CME announced on Monday that it will launch physically delivered zinc futures as of June 29 this year pending all relevant regulatory review periods.

Comex zinc futures will be priced in US dollars; each lot will represent 25 tonnes of special high-grade (SHG) zinc of 99.995 percent purity, with October 2015 the listed starting month for trade electronically via CME Globex and through through CME ClearPort.

C. Steinweg, Henry Bath and Dearborn Distribution Services have applied to become exchange-approved warehouses for the delivery and storage of physical zinc in the Baltimore, New Orleans, Chicago and Detroit regions.

In zinc, the London Metal Exchange is the dominate force. In April, its zinc contract saw 2.4 million lots or 60.3 million tonnes traded, while 435,925 tonnes of the galvanising metal is held in LME-registered sheds.

But the CME contends that a single worldwide benchmark price is no longer adequate to meet the needs of all market participants in all parts of the globe, especially when considering increased volatility in regional premiums and unprecedented regulatory complexities.

"This contract is targeted at North America," Young-Jin Chang, CME director of metals research and product development, told FastMarkets in a telephone interview.

"Our goal is to create a contract whose price is closer to the actual buying price paid by North American consumers.
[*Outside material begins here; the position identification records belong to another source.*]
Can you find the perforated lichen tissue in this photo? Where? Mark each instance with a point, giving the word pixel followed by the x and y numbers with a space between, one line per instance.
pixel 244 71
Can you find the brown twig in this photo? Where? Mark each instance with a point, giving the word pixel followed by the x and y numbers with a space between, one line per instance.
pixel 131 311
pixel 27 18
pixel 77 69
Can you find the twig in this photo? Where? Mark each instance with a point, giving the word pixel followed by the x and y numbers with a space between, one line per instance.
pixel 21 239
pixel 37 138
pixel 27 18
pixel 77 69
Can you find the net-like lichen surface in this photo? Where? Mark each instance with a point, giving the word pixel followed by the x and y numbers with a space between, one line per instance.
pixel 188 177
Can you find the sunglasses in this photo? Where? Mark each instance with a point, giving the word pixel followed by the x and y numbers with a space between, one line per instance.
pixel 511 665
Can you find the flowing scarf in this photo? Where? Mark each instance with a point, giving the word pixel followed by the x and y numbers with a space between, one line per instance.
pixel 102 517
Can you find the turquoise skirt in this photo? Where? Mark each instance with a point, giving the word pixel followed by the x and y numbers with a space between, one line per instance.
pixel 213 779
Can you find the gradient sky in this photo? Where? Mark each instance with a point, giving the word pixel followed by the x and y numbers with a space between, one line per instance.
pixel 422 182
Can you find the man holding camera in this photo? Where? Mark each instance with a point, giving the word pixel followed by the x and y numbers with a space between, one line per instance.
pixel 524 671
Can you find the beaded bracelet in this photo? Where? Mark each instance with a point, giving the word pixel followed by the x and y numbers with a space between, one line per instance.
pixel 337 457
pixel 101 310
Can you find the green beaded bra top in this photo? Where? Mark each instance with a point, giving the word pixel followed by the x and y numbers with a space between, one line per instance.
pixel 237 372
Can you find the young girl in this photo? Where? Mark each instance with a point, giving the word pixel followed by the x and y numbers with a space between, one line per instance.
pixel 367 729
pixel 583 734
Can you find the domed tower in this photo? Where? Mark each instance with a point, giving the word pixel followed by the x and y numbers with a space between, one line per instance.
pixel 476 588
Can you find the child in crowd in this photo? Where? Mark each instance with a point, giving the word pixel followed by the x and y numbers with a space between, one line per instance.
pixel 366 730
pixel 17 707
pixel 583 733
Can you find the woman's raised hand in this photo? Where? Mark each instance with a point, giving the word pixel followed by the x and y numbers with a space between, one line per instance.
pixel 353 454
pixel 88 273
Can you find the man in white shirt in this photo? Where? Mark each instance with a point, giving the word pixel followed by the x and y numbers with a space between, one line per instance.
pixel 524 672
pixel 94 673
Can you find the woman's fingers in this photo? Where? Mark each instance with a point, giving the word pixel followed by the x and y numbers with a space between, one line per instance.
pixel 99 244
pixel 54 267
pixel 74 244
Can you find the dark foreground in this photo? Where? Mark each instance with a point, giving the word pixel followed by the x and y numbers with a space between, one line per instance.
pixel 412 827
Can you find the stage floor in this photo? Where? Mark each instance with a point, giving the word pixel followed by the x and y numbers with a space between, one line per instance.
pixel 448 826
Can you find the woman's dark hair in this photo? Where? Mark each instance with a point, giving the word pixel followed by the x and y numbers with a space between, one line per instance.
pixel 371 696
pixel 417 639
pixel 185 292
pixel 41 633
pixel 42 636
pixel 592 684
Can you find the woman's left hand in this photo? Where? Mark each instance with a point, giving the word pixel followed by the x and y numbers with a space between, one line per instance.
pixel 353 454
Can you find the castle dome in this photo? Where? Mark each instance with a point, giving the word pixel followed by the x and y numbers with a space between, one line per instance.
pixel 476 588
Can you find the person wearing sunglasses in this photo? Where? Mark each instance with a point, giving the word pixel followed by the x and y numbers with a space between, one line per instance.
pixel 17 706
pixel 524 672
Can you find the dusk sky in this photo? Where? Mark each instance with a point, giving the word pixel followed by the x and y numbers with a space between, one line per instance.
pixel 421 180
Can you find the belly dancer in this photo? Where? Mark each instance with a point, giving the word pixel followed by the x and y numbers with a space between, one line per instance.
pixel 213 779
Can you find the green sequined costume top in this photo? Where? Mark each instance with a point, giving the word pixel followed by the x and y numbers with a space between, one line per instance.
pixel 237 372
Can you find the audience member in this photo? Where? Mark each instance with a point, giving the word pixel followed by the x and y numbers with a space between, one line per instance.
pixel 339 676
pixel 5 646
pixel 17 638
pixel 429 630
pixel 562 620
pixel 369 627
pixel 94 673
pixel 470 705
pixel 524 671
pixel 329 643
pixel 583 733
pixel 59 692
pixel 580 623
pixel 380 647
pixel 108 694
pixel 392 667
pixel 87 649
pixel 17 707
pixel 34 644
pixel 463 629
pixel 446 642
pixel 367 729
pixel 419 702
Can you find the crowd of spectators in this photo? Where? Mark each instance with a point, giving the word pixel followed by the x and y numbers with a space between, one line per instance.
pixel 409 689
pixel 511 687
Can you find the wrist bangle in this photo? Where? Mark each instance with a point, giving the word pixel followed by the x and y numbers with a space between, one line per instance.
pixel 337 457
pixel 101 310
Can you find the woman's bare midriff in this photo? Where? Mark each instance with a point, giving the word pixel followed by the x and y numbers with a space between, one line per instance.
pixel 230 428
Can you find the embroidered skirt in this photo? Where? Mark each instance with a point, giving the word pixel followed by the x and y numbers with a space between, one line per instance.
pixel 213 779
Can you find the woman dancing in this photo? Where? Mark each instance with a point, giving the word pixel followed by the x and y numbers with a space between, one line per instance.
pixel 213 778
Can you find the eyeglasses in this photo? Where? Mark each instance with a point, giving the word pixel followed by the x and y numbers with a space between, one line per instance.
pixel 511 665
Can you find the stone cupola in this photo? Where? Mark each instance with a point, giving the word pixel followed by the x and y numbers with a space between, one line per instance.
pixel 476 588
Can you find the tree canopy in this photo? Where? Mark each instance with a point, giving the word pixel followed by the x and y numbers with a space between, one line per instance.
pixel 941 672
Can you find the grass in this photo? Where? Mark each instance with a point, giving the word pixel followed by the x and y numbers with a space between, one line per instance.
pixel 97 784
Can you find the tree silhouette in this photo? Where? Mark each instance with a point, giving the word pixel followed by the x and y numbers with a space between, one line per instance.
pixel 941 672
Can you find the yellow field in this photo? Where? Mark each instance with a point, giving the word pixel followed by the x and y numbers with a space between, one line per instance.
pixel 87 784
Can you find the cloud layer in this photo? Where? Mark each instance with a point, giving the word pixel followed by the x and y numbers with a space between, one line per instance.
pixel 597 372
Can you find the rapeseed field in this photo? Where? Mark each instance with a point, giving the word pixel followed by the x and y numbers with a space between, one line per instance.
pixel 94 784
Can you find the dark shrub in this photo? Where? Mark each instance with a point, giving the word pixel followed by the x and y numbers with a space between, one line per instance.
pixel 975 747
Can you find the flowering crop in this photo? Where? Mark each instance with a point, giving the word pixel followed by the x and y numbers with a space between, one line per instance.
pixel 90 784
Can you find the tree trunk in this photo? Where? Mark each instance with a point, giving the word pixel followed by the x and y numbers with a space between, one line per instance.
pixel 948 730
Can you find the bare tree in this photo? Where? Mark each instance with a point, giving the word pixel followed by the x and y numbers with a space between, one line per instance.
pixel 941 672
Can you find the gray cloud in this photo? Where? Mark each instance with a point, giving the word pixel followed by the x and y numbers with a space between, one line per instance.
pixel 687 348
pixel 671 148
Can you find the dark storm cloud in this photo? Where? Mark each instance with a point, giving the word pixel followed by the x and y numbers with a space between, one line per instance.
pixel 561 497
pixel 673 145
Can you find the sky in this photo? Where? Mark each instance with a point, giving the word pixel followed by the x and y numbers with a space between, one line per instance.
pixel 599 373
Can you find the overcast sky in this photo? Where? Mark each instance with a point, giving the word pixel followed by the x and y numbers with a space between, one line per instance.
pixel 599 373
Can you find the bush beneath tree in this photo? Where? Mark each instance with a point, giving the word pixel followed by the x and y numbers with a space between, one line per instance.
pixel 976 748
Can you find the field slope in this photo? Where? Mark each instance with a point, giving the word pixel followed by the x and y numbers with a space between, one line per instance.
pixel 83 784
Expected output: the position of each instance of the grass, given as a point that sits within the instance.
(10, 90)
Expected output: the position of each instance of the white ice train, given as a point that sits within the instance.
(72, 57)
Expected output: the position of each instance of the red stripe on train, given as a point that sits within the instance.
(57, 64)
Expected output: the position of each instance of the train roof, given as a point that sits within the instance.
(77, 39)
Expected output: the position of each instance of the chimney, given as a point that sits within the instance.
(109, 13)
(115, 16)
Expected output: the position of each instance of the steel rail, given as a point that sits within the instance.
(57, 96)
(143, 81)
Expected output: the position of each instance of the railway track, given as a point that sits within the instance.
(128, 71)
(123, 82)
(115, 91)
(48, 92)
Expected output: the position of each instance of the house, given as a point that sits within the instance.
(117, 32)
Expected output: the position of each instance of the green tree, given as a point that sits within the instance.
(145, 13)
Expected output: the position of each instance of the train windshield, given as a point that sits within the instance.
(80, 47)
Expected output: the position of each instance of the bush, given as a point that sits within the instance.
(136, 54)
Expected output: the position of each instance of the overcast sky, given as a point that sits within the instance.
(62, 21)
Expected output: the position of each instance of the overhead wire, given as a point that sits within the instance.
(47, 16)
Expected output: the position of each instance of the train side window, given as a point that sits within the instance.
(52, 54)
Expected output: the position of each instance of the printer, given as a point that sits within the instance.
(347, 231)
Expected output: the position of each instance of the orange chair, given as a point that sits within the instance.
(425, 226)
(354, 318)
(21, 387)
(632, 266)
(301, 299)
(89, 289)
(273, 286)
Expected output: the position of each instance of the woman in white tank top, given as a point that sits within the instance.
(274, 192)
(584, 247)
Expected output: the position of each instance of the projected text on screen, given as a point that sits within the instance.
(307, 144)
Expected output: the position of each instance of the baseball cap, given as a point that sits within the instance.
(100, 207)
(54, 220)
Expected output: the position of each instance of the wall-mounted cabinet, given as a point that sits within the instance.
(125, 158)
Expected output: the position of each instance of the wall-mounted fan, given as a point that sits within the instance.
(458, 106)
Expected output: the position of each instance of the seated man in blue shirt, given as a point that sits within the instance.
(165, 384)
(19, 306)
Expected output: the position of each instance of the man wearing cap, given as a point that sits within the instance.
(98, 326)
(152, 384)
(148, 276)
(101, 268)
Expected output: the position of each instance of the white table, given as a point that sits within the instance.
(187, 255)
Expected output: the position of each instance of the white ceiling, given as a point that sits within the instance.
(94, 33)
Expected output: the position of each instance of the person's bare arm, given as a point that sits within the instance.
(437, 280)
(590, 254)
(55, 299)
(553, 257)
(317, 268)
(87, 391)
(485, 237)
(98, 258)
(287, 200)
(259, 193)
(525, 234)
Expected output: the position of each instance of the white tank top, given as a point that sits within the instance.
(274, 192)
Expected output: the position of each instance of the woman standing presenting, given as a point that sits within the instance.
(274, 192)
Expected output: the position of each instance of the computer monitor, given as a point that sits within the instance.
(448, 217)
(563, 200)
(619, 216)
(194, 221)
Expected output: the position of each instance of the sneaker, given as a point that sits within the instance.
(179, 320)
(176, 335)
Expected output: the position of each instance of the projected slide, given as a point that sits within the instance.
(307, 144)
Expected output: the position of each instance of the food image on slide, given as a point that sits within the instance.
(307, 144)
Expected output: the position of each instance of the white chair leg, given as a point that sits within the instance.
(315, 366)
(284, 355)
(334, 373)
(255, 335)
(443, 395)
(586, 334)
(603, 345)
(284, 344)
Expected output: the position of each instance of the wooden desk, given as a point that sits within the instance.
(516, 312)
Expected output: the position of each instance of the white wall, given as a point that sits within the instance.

One that not only reflects [the underlying price for zinc] but also the regional premium and the duty components."

"We want to provide a different value position and risk management tool to market participants," Chang added.

Michael Camacho, JPMorgan Chase & Co co-head of global commodities, said that he is pleased that the CME has responded swiftly and decisively to industry feedback for a new and transparent North American benchmark for zinc.

"We expect this contract will bring new opportunities and enhance the risk-management services that we offer in zinc for our commercial customers in North America." Camacho said according the CME Group's press release.

In addition to its well-established and liquid Comex copper contract, the CME in May 2014 launched a physically deliverable aluminium contract in direct reaction to the growing chorus of consumer discontent at LME warehouse queues and high regional premiums.

The Comex aluminium contract has struggled to gain liquidity so far, but this is a common state of affairs with new futures contract. It took the LME benchmark aluminium contract well over a decade to gain market-wide acceptance. Open interest in the CME aluminium contract stands at just 156 lots or 3,900 tonnes.

CME also lists a financially settled Aluminium Midwest US transaction premium Platts (AUP) contract, which has been relatively successful thanks largely due to unprecedented volatility in regional aluminium premiums. Open interest in this contract stands at 7,374 lots or 184,350 tonnes.

"It takes time to develop liquidity in new contracts," Chang said. "We remain very much committed to our aluminium contract and we have already seen a good deal of traction on our premium contract. When you launch these types of contact, you have to take a long-view and that's exactly what we're doing."